I can see buying a Chinese brand printer but American made printers like the Blazer (American right?? ) .. why would these companies have them cheaper if they are made here?

Sounds like a scam for sure.


----------



## vctradingcubao (Nov 15, 2006)

TahoeTomahawk said:


> I can see buying a Chinese brand printer but American made printers like the Blazer (American right?? ) .. why would these companies have them cheaper if they are made here?
> 
> Sounds like a scam for sure.


I agree, and same sentiments from me.
I remember seeing an alibaba ad from another Indonesian company selling a Mimaki GP-604D printer for 3,000 USD. That's really too good to be true!


----------



## hemingway (Dec 31, 2009)

Alfa on line shop in Medan Indonesia is a scam company.
A very professional scam company by the way.
They use fake tracking numbers (buaha indo express) and never sent anything.
They are very professional in riping off people
I lost 2200 usd dealing with those guys.
I was stupid ever believing that one could buy a t-jet blazer for 2000 usd

By the way:
95 % off the online stores in Indonesia are scam run by the Indonesian Internet Mafia who pay off police, government officials and even employees in shipping companies to do there thing: internet scam is a multi million dollar business in Indonesia.
So safe your self a lot off money by not buying on line in Indonesia

They offer more t-jet printers in Indonesia than t-jet ever was possible to manufacture. 

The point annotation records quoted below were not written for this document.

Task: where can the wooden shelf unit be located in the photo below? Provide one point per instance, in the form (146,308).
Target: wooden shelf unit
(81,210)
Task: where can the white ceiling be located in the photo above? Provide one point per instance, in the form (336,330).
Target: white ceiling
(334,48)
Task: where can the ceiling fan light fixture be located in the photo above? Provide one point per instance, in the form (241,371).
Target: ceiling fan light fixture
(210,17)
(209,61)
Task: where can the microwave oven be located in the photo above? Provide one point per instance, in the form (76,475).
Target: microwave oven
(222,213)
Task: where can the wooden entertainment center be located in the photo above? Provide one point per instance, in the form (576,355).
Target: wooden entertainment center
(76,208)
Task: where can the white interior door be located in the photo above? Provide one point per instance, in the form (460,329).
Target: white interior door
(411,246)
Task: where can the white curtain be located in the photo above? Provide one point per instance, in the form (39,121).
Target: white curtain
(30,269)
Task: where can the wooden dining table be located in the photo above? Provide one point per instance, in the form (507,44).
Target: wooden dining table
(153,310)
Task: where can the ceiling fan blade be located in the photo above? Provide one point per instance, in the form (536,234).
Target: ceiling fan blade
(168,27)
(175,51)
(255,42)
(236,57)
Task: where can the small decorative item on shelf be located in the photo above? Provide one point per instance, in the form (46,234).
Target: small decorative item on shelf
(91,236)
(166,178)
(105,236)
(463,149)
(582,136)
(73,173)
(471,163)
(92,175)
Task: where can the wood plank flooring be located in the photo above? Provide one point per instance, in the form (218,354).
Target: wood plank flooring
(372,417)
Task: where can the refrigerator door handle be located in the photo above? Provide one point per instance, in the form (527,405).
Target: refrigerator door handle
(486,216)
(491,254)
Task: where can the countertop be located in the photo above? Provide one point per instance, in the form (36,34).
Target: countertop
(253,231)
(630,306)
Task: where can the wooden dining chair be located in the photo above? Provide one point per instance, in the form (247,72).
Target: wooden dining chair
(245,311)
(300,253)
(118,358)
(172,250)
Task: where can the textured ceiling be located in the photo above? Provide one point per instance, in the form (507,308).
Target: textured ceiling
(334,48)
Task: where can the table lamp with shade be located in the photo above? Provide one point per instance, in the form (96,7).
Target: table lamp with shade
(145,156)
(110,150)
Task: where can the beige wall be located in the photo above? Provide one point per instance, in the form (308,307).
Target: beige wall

Stay far away from doing business with Indonesia is my advice.

kind regards,

Luke


----------



## hemingway (Dec 31, 2009)

Alfa online shop is a scam company 
I yest lost 2200 usd to those guys and never received anything.

Never buy on line in Indonesia, 95 % off all the on line stores are scam companies owned by the Indonesian internet Mafia.


----------



## Arachnia (May 26, 2010)

HEMINGWAY
Did you ever receive anything from alfa online?
just wondering noe that it's 2 months later?
I just inquired about the same thing
they sent pics and all
Please let me know or anyone who has had 
anyother experience with them
Thanks
Arachnia


----------



## stix (Feb 3, 2008)

you will be better off buying the used garment printzilla has for 5k in the classified section.


----------



## Arachnia (May 26, 2010)

Thanks for the info I've been searching for a
while now what I actually need is a large logojet
anyone out there have one they want to unload?
Thanks
Arachnia


----------